The study found that phishing was the most common type of attack reported, followed by ransomware and other malware, and targeted attacks on cloud infrastructure.
"The first two years of the pandemic exhausted the industry,” said Dirk Schrader, vice president of security research at Netwrix. “With patient health being the main priority for these organizations, IT security resources are often too stretched and are focused on maintaining only the most necessary functions. Plus, the high value of data gives cyber criminals better opportunities at financial gain: They can either sell stolen sensitive medical information on the dark web or extort a ransom for 'unfreezing' the medical systems used to keep patients alive."
Sanjay Raja, vice president of marketing and solutions at Gurucul, said attackers know that healthcare institutions have constrained resources and budgets, maintain a wealth of personal and financial information on patients, and disruptions are often catastrophic. Raja said it can get even worse where nation-state threat actors collect healthcare data of family members to target individuals they see as high-value for exploitation.
“As the migration to cloud infrastructure increases, so does the subsequent attack surface,” Raja said. “To many security teams, cloud infrastructure is more of a black box than on-premises infrastructure and subsequently very difficult to monitor for threats like ransomware that often demand payment, but also steal data. Even worse is that vendor claims of cloud threat detection and analytics are barely more than modified correlation rules not optimized to find an attack campaign that may be split up across both public and on-premise systems to hide more effectively."
Mika Aalto, co-founder and CEO at Hoxhunt, added that because healthcare stands as a valuable and vulnerable target, hackers go after this industry because patient data and hospital systems are lucrative prey. Aalto said hackers know they can demand a high ransom if they compromise patient data or healthcare systems. Their favorite method: phishing.

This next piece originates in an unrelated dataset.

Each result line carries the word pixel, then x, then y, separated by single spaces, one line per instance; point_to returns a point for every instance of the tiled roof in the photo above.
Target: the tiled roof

“The more sophisticated attacks are missed by todays security technology layers such as secure email gateways and cloud security,” said Aalto. “The answer is increasingly to leverage the most intelligent detection engine available: the humans in every large complex organization. It turns out if you train them to spot these sophisticated attacks, and enable them to report them they spot them every time.”
Davis McCarthy, principal security researcher at Valtix, said the healthcare industry is run by collecting patient data, so when a breach happens, it tends to impact a large number of individuals – becoming expensive when fines are imposed on a per-record basis. McCarthy said using the cloud scales with the industry's dependence on data, while also improving its overall security.
“However, many critical workloads that quickly migrated to the cloud still lack a secure network architecture,” McCarthy said. “Organizations that lack defense in the cloud inadvertently expand their attack surface. Threat actors follow the data, and medical records potentially contain damaging details that can be used to fuel a myriad of cybercrimes, the cloud will continue to be a target for those with weak defenses in the healthcare industry.”